It's time for another technical deep dive... let's switch to MongoDB. A database engine - a subject near and dear to my heart! If you read my ElasticON writeup, you know software development is my job, and I enjoy it immensely. I personally work more with Elasticsearch than MongoDB, but am starting to work with it more as I have some use cases that it solves. For the sake of this post, I'll call the company MDB and the product MongoDB.
MDB just had an acquisition, their third. Their prior one, mLab in Oct 2018, cost $68M, and allowed them to convert customers from an Atlas competitor (managed cloud-hosted MongoDB instances) into Atlas customers. While that last acquisition was a customer and team acquire, they just bought Realm for $39M to acquire product lines that help them jump start their new mobile initiatives.
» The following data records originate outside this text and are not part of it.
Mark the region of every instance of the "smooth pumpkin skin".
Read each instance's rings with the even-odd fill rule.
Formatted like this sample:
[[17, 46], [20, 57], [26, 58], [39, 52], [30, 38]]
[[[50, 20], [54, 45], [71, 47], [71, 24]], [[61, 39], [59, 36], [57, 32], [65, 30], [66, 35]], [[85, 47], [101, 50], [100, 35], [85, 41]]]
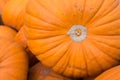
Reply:
[[25, 25], [22, 26], [21, 29], [18, 31], [18, 33], [15, 35], [15, 41], [19, 43], [27, 52], [28, 59], [29, 59], [29, 67], [32, 67], [34, 64], [38, 62], [38, 60], [36, 59], [35, 55], [33, 55], [33, 53], [29, 50], [27, 46], [27, 40], [24, 33], [24, 29], [23, 29], [24, 27]]
[[40, 62], [30, 68], [28, 80], [71, 80], [52, 72]]
[[0, 80], [27, 80], [28, 58], [10, 39], [0, 38]]
[[0, 37], [14, 40], [16, 34], [17, 32], [14, 29], [8, 26], [0, 25]]
[[[25, 34], [42, 64], [71, 77], [95, 76], [120, 60], [120, 0], [30, 0]], [[87, 38], [73, 41], [73, 25]]]
[[28, 1], [9, 0], [2, 11], [3, 23], [19, 30], [24, 24], [25, 8]]
[[23, 29], [24, 27], [25, 27], [25, 25], [20, 28], [20, 30], [18, 31], [18, 33], [15, 36], [15, 40], [19, 44], [21, 44], [25, 49], [27, 49], [28, 46], [27, 46], [27, 39], [26, 39], [24, 29]]
[[4, 6], [6, 5], [6, 3], [8, 2], [9, 0], [0, 0], [0, 15], [1, 15], [1, 12], [4, 8]]
[[94, 80], [120, 80], [120, 65], [103, 72]]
I want to riff a bit on MDB's moves into mobile.
Overview
What has allowed companies like MDB and Elastic (and non-database dev tools like Twilio) to thrive is how embedded they become as tools a software company uses to solve problems. As a developer has a need for data storage in their application, they pick and choose amongst the available SQL and NoSQL databases and select one that serves their use case best -- and it better be one they can learn to use fast and get productive with as quickly as possible. Once that database gets embedded into use within their application and it goes into production, the software company heavily relies on the stability of it. From there, it needs to be able to scale -- because as a software company gets more and more successful, their usage of (and dependence to) those databases goes up immensely. And as those companies have success with that new tool, they use it again in other projects or products. Once the tool is embedded in the software architecture, it is usually not going to be removed unless it starts being unreliable, or is not scaling up enough to keep up with the company's needs.
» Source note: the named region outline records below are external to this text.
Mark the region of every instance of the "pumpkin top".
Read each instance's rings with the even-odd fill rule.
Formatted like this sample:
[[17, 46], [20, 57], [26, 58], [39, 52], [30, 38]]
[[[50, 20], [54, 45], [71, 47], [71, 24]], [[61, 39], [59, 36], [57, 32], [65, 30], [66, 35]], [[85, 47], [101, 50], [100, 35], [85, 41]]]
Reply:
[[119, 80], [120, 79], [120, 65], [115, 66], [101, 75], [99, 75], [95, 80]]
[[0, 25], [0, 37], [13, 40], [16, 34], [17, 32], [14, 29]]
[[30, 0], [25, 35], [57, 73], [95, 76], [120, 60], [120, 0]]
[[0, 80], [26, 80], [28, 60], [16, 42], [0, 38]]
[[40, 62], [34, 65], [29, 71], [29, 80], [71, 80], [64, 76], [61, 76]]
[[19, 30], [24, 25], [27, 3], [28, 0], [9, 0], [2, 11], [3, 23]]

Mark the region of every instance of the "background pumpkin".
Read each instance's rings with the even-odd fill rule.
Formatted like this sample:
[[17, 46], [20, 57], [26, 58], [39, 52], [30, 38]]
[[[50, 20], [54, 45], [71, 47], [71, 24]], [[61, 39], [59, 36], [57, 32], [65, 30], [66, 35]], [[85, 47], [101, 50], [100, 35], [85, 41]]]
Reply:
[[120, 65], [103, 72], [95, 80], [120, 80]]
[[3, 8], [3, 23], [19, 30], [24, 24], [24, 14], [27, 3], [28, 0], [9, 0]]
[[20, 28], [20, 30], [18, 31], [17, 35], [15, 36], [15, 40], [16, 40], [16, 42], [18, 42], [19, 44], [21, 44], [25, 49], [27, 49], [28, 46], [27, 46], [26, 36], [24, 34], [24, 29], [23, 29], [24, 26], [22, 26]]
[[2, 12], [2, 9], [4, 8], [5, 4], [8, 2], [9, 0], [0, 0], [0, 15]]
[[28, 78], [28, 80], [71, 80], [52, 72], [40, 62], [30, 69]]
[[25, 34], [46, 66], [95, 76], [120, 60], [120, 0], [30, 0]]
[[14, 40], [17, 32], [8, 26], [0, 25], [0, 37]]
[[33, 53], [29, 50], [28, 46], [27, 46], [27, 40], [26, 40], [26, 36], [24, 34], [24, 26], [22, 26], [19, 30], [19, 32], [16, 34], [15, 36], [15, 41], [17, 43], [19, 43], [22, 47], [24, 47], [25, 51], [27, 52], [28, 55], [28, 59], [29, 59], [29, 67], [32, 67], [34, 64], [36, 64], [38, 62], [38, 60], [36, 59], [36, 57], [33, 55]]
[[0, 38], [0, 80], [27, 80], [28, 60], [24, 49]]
MongoDB is a document database, which allow you to store and query a collection of data objects. Being a NoSQL store, it excels at being flexible (data properties can differ from object to object) and can easily scale. MongoDB couples easily with modern web & mobile application code, as each piece of data sent or queried is basically a ready-to-use object, whereas in SQL, you would use a data translation layer in between (such as an ORM) to help translate SQL rows to a usable object, and vice versa. In NoSQL, instead of relying on a "common query language" like SQL, a developer accesses the data via simple API methods for querying, inserting, updating and deleting. Document databases have a huge number of use-cases, as it can be used anywhere people have a collection of objects... such as movies in a streaming service, properties on a rental site, books in a library, user reviews or comments, store inventory, etc.
Mobile Databases
The primary methodology used to access SQL and NoSQL databases is the client-server model, where the web or mobile app is a client that makes requests to a database that is hosted on a remote server (either on-prem on cloud-hosted).
But this doesn't solve every need. Yes, the world is increasingly more connected and cloud-driven, but there are still bandwidth concerns and connectivity issues. Applications are, of course, going to be MUCH faster and MUCH more performant if a subset (or all) of the data an application needs resides directly on the device. Users could perform tasks while off-line, that could be synced back to the cloud when they next come back online.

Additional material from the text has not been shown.